BookmarkSubscribeRSS Feed
rhnam
Calcite | Level 5

I'm posting here for the first time so forgive me if I doing it incorrectly.

I'm a new sas user and am having trouble figuring out how to calculate a variable using a do loop.

The data I'm looking at is household vehicle trip activity. The variables include Trip ID, Trip start time, Trip end time, and Household ID.

What I'm trying to figure out is whether a trip's time overlaps with the other trip times of the same household. Here's an example of what I'm looking at.

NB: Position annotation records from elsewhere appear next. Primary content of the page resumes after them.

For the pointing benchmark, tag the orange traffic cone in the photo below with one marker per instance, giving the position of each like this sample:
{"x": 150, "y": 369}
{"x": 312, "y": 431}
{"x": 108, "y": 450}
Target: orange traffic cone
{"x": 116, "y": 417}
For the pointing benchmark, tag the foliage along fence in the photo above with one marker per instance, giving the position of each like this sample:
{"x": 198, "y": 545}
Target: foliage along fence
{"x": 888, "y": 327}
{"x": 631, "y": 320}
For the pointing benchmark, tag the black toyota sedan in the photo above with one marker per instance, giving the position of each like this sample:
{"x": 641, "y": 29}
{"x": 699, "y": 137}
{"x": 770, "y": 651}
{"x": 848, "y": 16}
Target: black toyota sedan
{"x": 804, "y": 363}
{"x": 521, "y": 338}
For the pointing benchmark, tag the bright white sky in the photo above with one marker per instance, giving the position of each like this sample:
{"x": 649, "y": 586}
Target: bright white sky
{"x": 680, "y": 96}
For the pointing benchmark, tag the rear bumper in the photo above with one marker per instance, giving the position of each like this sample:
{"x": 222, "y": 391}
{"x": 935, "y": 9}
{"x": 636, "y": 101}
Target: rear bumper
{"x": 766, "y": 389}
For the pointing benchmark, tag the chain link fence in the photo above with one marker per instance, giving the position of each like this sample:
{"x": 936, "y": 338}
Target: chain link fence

Trip IDTrip Start TimeTrip End TimeHousehold ID
18:0017:00999
29:309:45999
310:0018:00999

My goal is to calculate the number of overlapping trips per household. In the final data-set each observation represents an unique household and the variable is the number of overlapping trips (in the case of the table above, 2)

Does anyone know how I can use a do loop to calculate whether  the end time in one trip (say trip 1) is greater than the start time in the other trips (trip 2 and trip 3)?

I've never used a do loop before so any help would be greatly appreciated.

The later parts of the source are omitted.